Круг знакомства моей мамушки был довольно отборный. У неё еще было два приятеля, которые посещали ее и следственно и меня. Первый, отец Степан, духовник нашего семейства и священник комендантской Воскресенской церкви и киевских гарнизонных батальонов; другой, Евстафий Яковлевич Яновский, штаб лекарь тех же батальонов и наш домашний телесный врач, как тот был духовный. Не могу судить о искусстве последнего (ибо, сколько припомню, у нас в доме все и всегда были здоровы); но помню, что он был весьма приятный человек, небольшого роста, с живым веселым взглядом, постоянною улыбкой на устах и маленькою лысиной на голове, которая не только не безобразила его, но в целом еще умножала оригинальную его приятность. Он был киевский бурсак, то-есть учился в духовной академии; малороссийским наречием он с жаром рассказывал происшествия своей Украины. Отец Степан рассказывал мне про Адама, про Еву, про грехопадение, Ноев ковчег и прочее; мамушка про русскую старину; Василиса Тихоновна сказывала сказки. Я весь был слух, весь внимание, и издали приготовлялся был сам рассказчиком.

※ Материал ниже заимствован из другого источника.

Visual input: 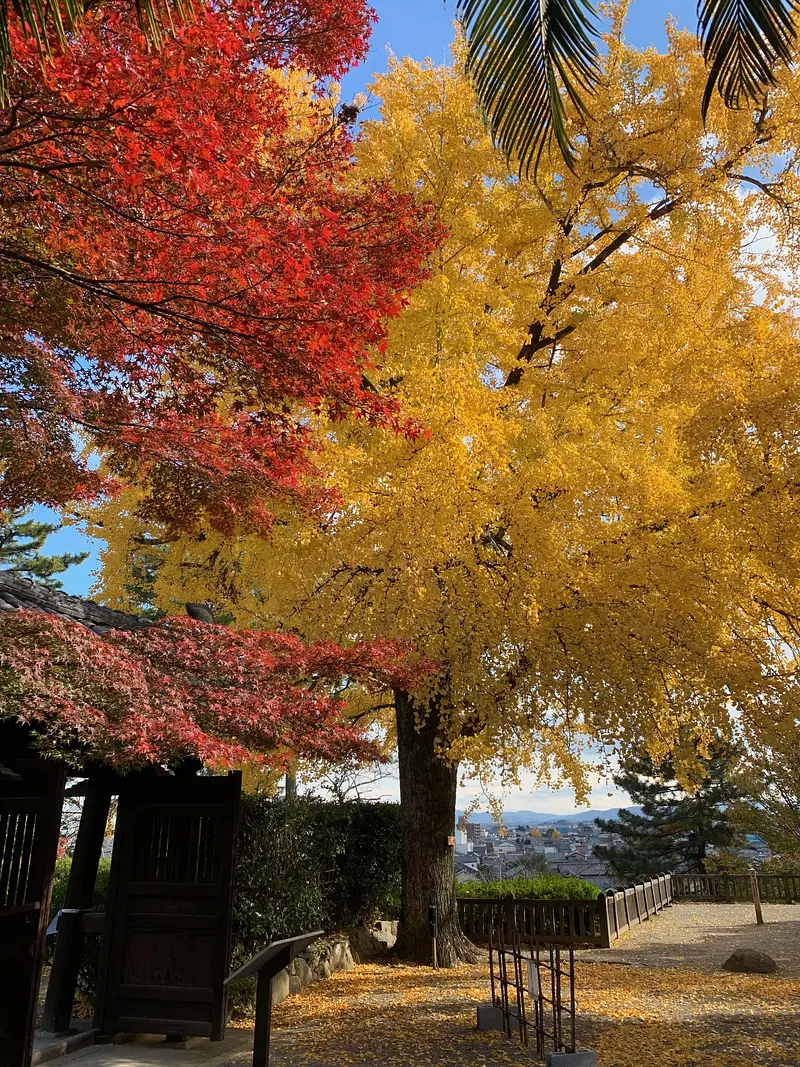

Во дни оны, Киев был проезжий, пограничный город и почти столица Малороссии; кругом его были расположены войска; в нём стекались и воинские чиновные лица, и украинские помещики по делам и тяжбам, и великороссийские набожные дворяне с семействами для поклонения святым мощам, и, наконец, просто путешественники, которые для развлечения посещали тогда южную Россию, как ныне ездят в чужие края. Соседство с Польшей, оборонительные меры давали много забот отцу моему, и должность Киевского коменданта была тогда совсем не синекурой, как она после сделалась. К тому же с европейским вкусом и немецкою бережливостью он соединял русское хлебосольство и был, как тогда называлось, мастер жить. Место, им занимаемое, давало ему средства быть гостеприимным, и он всех порядочных людей радушно угощал. С утра до вечера наш дом был наполнен гостями.
Ему оставалось тогда мало времени думать о моем более растительном воспитании. У матери моей было также много занятий: повинуясь воле отца моего, она большую часть дня должна была посвящать принятию гостей, а утро занималась хозяйственными делами и воспитанием дочерей, которые подрастали и близились к возрасту невест. Опыт показал ей, что можно полагаться на Аксинью Ивановну, и она ограничивалась со мною ласками, поцелуями, предоставляя маленькие строгости кормилице своей.
Меня довольно часто водили в гостиную. Там видел я и ленты, и звезды, и много чопорных разряженных барынь. В угождение ли матери моей или действительно я был так миловиден, все взапуски меня хвалили; всё мне позволялось: кататься кубарем, лазить по креслам, любой вешаться на шею; кажется, житье бы мне там, а меня всё тянуло домой. Какой-то инстинкт давал мне понимать, что в одном месте мною забавляются, а в другом меня забавляют, и с первым развитием мыслей уже рождалось во мне самолюбие. Таким образом всегда предпочитал я свое мещанское общество чиновной киевской аристократии и свою детскую гостиной моей матери. Чего у меня не было в детской? И Аксинья Ивановна, и Василиса Тихоновна! Прибавить ли еще моську Азорку, первую и последнюю собаку, которую я любил.